During the test or home inspection (which you'll order to include the well head), you need to find out the height of the well head, the location (if it is in a drainage pathway for instance and how far from the septic), the depth of the well and whether or not the well is lined - and if so, how far down. You'll also want to know about wells in your area. For instance, in Idaho a 2-acre property is only allowed to have two wells IN THE LIFE OF THE PROPERTY. If this is the second well that has been drilled, that could be a problem down the road. Of course, you might live in an area where, if this well fails you can drill another, if so, that's okay. You just want to know your local laws.

Anyway, a lined well shaft, a tall well head that is set far away from sources of contamination and a good strong, newer well pump with water rights from the aquifer that transfer to you as the new owner are all good signs. A lot of people live on one well, just don't expect that well to irrigate your entire 2 acres (that would be taxing on your pump). Will you get irrigation shares, too?


----------



## badlander (Jun 7, 2009)

Contamination can happen, I know, it happened to my parents well water supply back in the 70s. We had a torrential rainfall that had water running over our back yard and well vent. Like the property you are looking at, their home was surrounded by fields on three sides and across the street. We also had a horse corral.

Imagine the alarm when we turned on a faucet and this brown, nasty debris filled water flowed out instead of the wonderful artesian water we were used to.

The health department came out, took samples and before the day was over was calling us with a firm DO NOT DRINK OR USE YOUR WELL WATER! It was contaminated with everything imaginable from field chemicals to horse manure. What ensued was a nightmare of hauling in water for human and horse consumption, pumping the well dry (imagine trying to empty out a well that is supplied by an underground artesian aquifer that is constantly trying to refill it for you even as you try to drain it out?) which took us over two days to do running the pump constantly. Then we had to dump multi gallons of bleach into the well, let it set for a day or two, cannot remember how long, and then once again pump it dry, have it rechecked and then hope for the best. We also had to have a well company come in and replace our vent pipe with a taller one that would resist contamination with run off. 

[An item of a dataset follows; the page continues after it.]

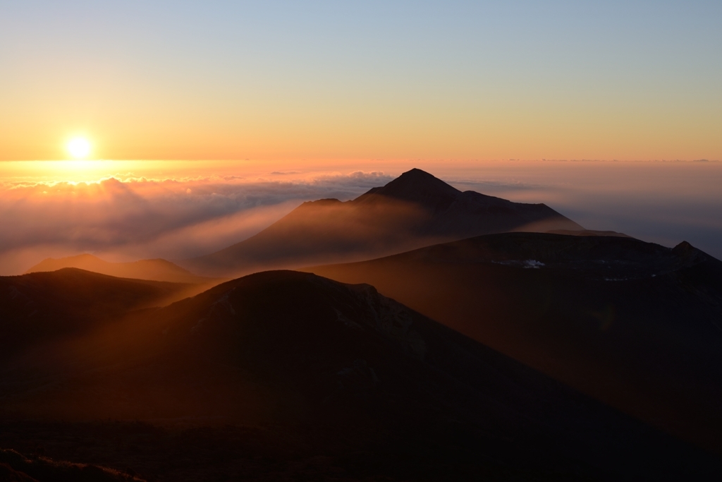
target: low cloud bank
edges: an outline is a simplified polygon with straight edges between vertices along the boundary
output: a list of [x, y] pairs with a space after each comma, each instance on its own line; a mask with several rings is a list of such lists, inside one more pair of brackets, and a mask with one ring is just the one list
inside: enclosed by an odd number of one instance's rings
[[357, 171], [253, 181], [113, 177], [89, 184], [5, 184], [0, 275], [82, 252], [110, 261], [199, 256], [252, 236], [303, 201], [352, 199], [391, 178]]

Then the pump went out from all the overuse draining the well. Like I said, it was an expensive nightmare.

So YES! I would definitely ask for a water sample to test. I would also make certain that the vent pipe is well above ground level.Also. If you go that route, and everything is good, make sure you and if you have any little kids or children in your family, use one of the fluoride mouth rinses on the market as we were constantly fighting decays from drinking unfluorinated water.

On the plus side. When it was good, it was excellent. Best tasting water in the world.


----------



## BadFordRanger (Apr 26, 2014)

We did have some bad snows that soaked the ground and then a lot of rain that colored our water to where when my daughter filled the tub for a dog wash, it wasn't really bad, but still yet, dingy looking. 
But I found out where the well was and there isn't anything in any of the small drainage area around it that has anything on it. Just woods and I walked every inch of that to make sure about that and it wasn't anything but some soft dirt that soaked into the well.
IT had mostly cleared the next day after running the hot water enough to empty the heater and cold water to clear out all the lines and that was it. 
But we did drink bottled water for a couple days being careful. 

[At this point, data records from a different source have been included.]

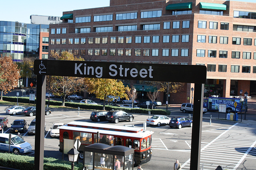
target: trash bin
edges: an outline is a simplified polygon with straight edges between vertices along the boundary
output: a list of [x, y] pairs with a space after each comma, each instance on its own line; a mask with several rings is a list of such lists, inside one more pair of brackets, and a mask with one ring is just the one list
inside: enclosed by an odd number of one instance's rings
[[230, 120], [234, 120], [235, 113], [230, 113]]
[[236, 113], [236, 115], [235, 116], [235, 121], [238, 121], [238, 114], [237, 113]]
[[230, 113], [227, 114], [227, 120], [230, 120]]

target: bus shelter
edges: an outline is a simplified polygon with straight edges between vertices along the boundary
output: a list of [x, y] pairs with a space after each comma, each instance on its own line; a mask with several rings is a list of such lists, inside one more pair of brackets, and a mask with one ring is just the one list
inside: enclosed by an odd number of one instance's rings
[[133, 170], [134, 150], [124, 146], [94, 143], [84, 147], [84, 155], [85, 170]]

When I drilled wells we had a man that was paying us per foot with a minimum of two gallons of water and I forget now, but way on up there extra if we could get 10 GPM, 12, 20, 25, 30, 40, 50, and 75 GPM. 
My father had bought a gas powered pump on a frame and wheels from a farmer that irrigated his fields from large farm ponds, and we used to pump water to drill with from creeks after we stopped at a service station, (as they were called back then) and the man told him to go ahead and fill the drums up, and then charged him $20 just to fill up two barrels. 
That was the only time I ever saw dad as mad as he was for even weeks after that! 
But he bought the pump and we used it in wells if we had enough pipe for it, and we bought some more pipe just for this one well and the bonus money paid for it and more. 
That pump would fill up six 50 gallon drums, I believe it was in 57 seconds, or it might have been two minutes and 57 seconds. But we had to get a another well drillers pump before we ever got the head to drop down 30 feet


----------



## ROSEMAMA (Jan 12, 2007)

Thanks for all the good advice!

Cookie, I didn't even think about aquifer rights (duh)

Copperkid, I hear you on the quality of municipal water. We get a report every year on the amount of contaminants that have been in our water for the past year (I guess better late than never  ) & it always makes me a little sick to my stomach.

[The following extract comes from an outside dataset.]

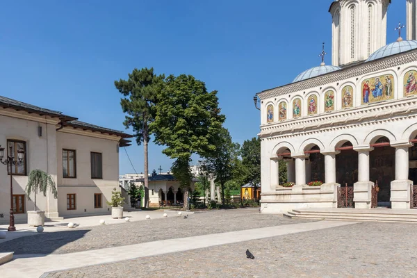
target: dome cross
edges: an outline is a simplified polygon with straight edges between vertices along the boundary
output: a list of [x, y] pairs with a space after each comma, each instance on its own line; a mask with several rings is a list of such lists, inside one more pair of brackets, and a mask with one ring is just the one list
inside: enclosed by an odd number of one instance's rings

Badlander, that's horrible that they had such a great well just to have to go through that. My ex's grandmother had the sweetest well (best tasting water I ever had), but she lived very near a river that flooded often. When EJ water came through, she had to hook in 'cause her kids got to where they couldn't keep her well in order every spring.

Lorichristie, yeah, it looks like I'll probably pass on this one. It's a shame, 'cause the house (and lack of neighbors) is exactly what I was looking for. I also found out that several farmers in the area have their fields crop-dusted


----------



## ChristieAcres (Apr 11, 2009)

Water has come up on a number of posts... That is what I consider the most important one on our list of criteria. We have absolutely incredible water, sparkling clear, pure, with no filtering needed. Yes, the well and water tests were expensive, but worth it! So, if you can get a property with a private well w/good water, that means a lot these days...


----------